Nearly all the Christian texts (some 600 in number) in Sogdian come from a ruined monastery called Shüi-pang in Bulayïq, a site in the northern part of the Turfan oasis; a few come from other sites within Turfan. All seem to be translations from Syriac originals, and are chiefly written in a variety of the Syriac script which has been adapted for Sogdian (about 550), though some fragments are in the Sogdian script (about 50). These texts are generally dated between the 9th and 13th centuries CE. The best overview of the Christian literature in Sogdian is to be found in Sims-Williams (2009), while Dickens (2009) provides a useful overview of Christian texts from Turfan in general. The recent catalogue of Sims-Williams is where one should look for descriptions of texts in Syriac script, while Reck (2008) is a useful overview of those in Sogdian script. Regarding major editions of texts, first and foremost is Sims-Williams’ (1985) edition of the C2 (now E27) codex, which along with GMS is probably the most frequently cited work on Sogdian and an absolutely necessary reference for the study of any variety of Sogdian. Two other major editions have recently been published (see Sims-Williams 2014 and fthc.).

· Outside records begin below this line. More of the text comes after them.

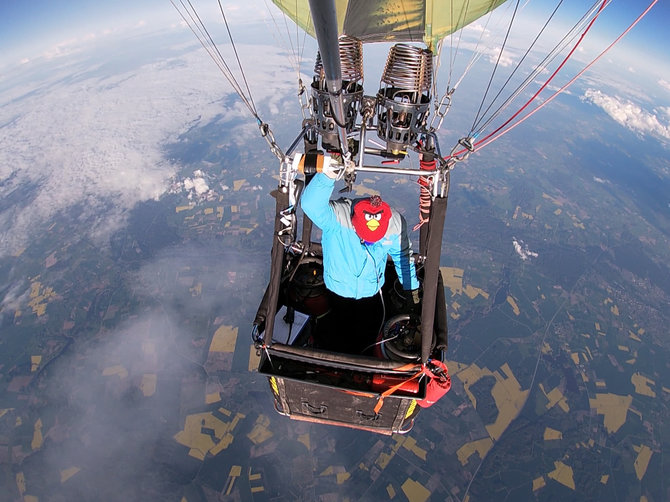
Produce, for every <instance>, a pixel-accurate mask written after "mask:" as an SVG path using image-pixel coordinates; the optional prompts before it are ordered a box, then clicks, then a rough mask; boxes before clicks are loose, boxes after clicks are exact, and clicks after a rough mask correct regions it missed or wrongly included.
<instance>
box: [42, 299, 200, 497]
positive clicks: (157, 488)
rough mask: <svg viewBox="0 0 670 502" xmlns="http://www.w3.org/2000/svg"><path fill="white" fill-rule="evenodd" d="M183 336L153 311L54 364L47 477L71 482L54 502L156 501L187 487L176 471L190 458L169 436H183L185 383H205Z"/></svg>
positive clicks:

The Karabalgasun inscription is a commemorative trilingual (Sogdian, Chinese, Uighur) inscription on a large granite boulder in present-day Mongolia, commissioned by the eighth khagan (r. 808-822) of the Uighur steppe empire, of which the official religion was Manichaeism from about 762/3 CE until its collapse in about 840 CE. Much value lies in the fact that many historical events are only known from this inscription and that it describes the adoption of Manichaeism by the Uighur khagans. Ironically, it was actually the first original Sogdian text to become known, though it was mistakenly thought to be Uighur from its discovery in the late 1800s (before the discovery of the Turfan texts) until F.W.K. Müller (1909) recognized it as Sogdian. A good overview can be found in Yoshida (2011), which gives references to intervening studies and new readings; Yoshida (1990) provides an English summary of his earlier Japanese re-edition of the entire inscription.

Manichaean Texts

The Manichaean texts in Middle Iranian were discovered in Turfan by a number of expeditions from different countries, and so the texts are preserved in Berlin, Kyoto, St. Petersburg, London, and China. The Sogdian part thereof consists of a wide range of texts, in both Manichaean and Sogdian scripts, from the various locales (such as Qočo, Toyoq, Bäzäklik) within Turfan. These were the first original Manichaean sources to become known, though in some cases are extremely fragmentary. They are datable to the 8th through 10th centuries CE. Publications thereon are far too numerous to list exhaustively, but major editions of texts are usually published in the Berliner Turfantexte series. Among those, the editions of Sundermann are of utmost importance (see 1981, 1985, 1990, 1992, 1997) , while he devoted many articles to smaller problems. Henning’s study (1936) of the largest Manichaean codex (mostly in WMIr. with parts in Sogdian) is still a standard work, and nearly all his publications continue to be indispensable. The handbook of Gershevitch (1954) is still the only general guide to aspects of grammar. Finally, there are numerous publications of Sims-Williams, the Turfanforschung group (Durkin-Meisterernst, Reck), and Morano, as well as nearly every other scholar of Sogdian since the early 1900s. Those who want an easily accessible translation of Manichaean texts with references to primary sources should consult Klimkeit (1993).


Documents from Dunhuang dating from the later part of the era of Sogdian as a written language, revealing a heavy Turkish (i.e. Uighur) influence on written Sogdian. There is also a degree of Chinese influence in the texts. For the latest edition of the relevant sources, see Sims-Williams & Hamilton (1990), and Yoshida (2009) for further grammatical remarks.